A new CD from SWR Classic contains an in-concert recording of a piano recital from the 1962 Schwetzinger Festspiel with Wilhelm Kempff playing in the Schwetzingen Schloss (SWR 19412). The program consists of short pieces by Rameau, Couperin, Handel, Beethoven and Schubert’s Piano Sonata, D845. Poetic repertoire and pleasingly charming.
Bridge Records has reissued an album produced in association with the Musical Heritage Society for the Walter Fund Prize for Young Concert Artists first published in 1989 recorded at the SUNY Purchase Recital Hall. The artists involved are cellist Marcy Rosen and pianist Susan Walters playing Cello Sonatas of Richard Strauss and Edvard Grieg (Bridge CD 9512 bridgerecords.com).
Marcy Rosen has a high profile among concertgoers in the United States, Canada, England, Italy, France and The Netherlands. She was born in Phoenix, Arizona and her teachers include Marcus Adeney, Felix Galimir and Sándor Végh. She has collaborated with a who’s who of luminaries including Leon Fleisher, Richard Goode, Mitsuko Uchida, Isaac Stern, Robert Mann, Sandor Végh, Kim Kashkashian and the list goes on. She is currently Professor of Cello at the Aaron Copeland School of Music at Queens College.
Susan Walters studied piano at the Curtis Institute and the Mannes College of music. She joined the New York City Ballet as a solo pianist in 1997 and has performed many important piano solos with the company. She performs outside the ballet with renowned artists including Midori, Mendelssohn Quartet, Orpheus Chamber Ensemble and with members of the New York Philharmonic. She works regularly with Jacques d’Amboise at the National Dance Institute. Walters is on the faculty at the Mannes College of Music in NYC. She is to be heard on recordings from the major studios including Bis, DG, Sony, Philips, Koch and others.
Together these two are a superlative chamber music team. Rosen is in perfect command of her instrument. Her playing has a beautiful singing quality and Walters’ piano is sensitive to it. Together their music making flows spontaneously. With such harmonious playing our attention is on the music, not the players. Such a pleasure.
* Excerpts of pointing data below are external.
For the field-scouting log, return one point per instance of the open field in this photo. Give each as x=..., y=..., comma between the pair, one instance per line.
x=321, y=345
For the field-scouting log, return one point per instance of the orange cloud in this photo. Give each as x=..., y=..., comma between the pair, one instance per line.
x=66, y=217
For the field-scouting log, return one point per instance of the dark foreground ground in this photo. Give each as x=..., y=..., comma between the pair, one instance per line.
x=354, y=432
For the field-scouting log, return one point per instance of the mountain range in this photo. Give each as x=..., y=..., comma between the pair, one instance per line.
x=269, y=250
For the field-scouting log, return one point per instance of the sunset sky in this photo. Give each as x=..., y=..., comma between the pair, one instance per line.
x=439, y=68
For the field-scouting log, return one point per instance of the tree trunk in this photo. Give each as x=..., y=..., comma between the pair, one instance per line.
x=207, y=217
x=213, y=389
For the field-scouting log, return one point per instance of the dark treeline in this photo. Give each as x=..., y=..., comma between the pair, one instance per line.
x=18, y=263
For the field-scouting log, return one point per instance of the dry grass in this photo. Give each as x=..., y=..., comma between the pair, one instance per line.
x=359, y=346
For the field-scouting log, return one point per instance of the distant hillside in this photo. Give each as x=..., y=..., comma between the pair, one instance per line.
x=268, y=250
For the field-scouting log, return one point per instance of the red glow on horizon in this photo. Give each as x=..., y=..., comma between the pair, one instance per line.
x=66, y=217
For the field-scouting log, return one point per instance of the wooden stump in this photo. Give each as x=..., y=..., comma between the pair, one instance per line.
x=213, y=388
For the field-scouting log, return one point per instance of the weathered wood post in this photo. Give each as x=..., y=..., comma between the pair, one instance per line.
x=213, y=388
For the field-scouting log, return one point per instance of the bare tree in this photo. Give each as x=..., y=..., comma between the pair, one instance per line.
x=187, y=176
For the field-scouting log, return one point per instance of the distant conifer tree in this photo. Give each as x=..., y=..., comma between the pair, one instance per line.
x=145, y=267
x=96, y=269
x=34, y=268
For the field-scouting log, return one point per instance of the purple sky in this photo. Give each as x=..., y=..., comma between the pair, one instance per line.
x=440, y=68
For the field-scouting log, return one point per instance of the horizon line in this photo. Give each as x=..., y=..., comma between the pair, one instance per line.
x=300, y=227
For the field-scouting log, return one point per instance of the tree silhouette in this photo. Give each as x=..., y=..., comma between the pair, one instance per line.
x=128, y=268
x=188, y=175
Some credit must go to the engineers who perfectly balanced the two instruments.
Back in the days of 78 rpm discs the pieces that took only one or two sides were the backbone of the industry. Recordings in the classical field of an overture, a waltz, an intermezzo, etc. were all safe bets to release just about anywhere. In Europe, Electrola was the company and their recordings were issued worldwide on HMV and their affiliates. In April 1935 Electrola made their first studio recording with the Saxon State Orchestra (Staatskapelle Dresden) conducted by their recently appointed (in 1933), 38-year-old conductor, Karl Böhm. Those two recordings of ballet music from Undine and the Clog Dance from Zar und Zimmermann, in remarkably fine sound, are included in a 2CD set of recordings from 1935 and 1938-39 of Overtures and Entertaining Concert Pieces (Profil PH18035 naxosdirect.com) all recorded in the Semperoper in Dresden. There are 24 tracks including overtures to Die Fledermaus; The Marriage of Figaro; The Abduction from the Seraglio; Leonore 3; Egmont; Der Freischütz; Aida (prelude); Oberon; Donna Diana and The Bartered Bride. Other pieces include the Interlude Music from A Thousand and One Nights; Eine Kleine Nachtmusik; two Hungarian Dances by Brahms; the Rákóczy March; the Emperor Waltz and other lollipops including a truncated version of Capriccio Italien. Dazzling would be the right word to rate the sound on these transfers. Not one quibble about the performances.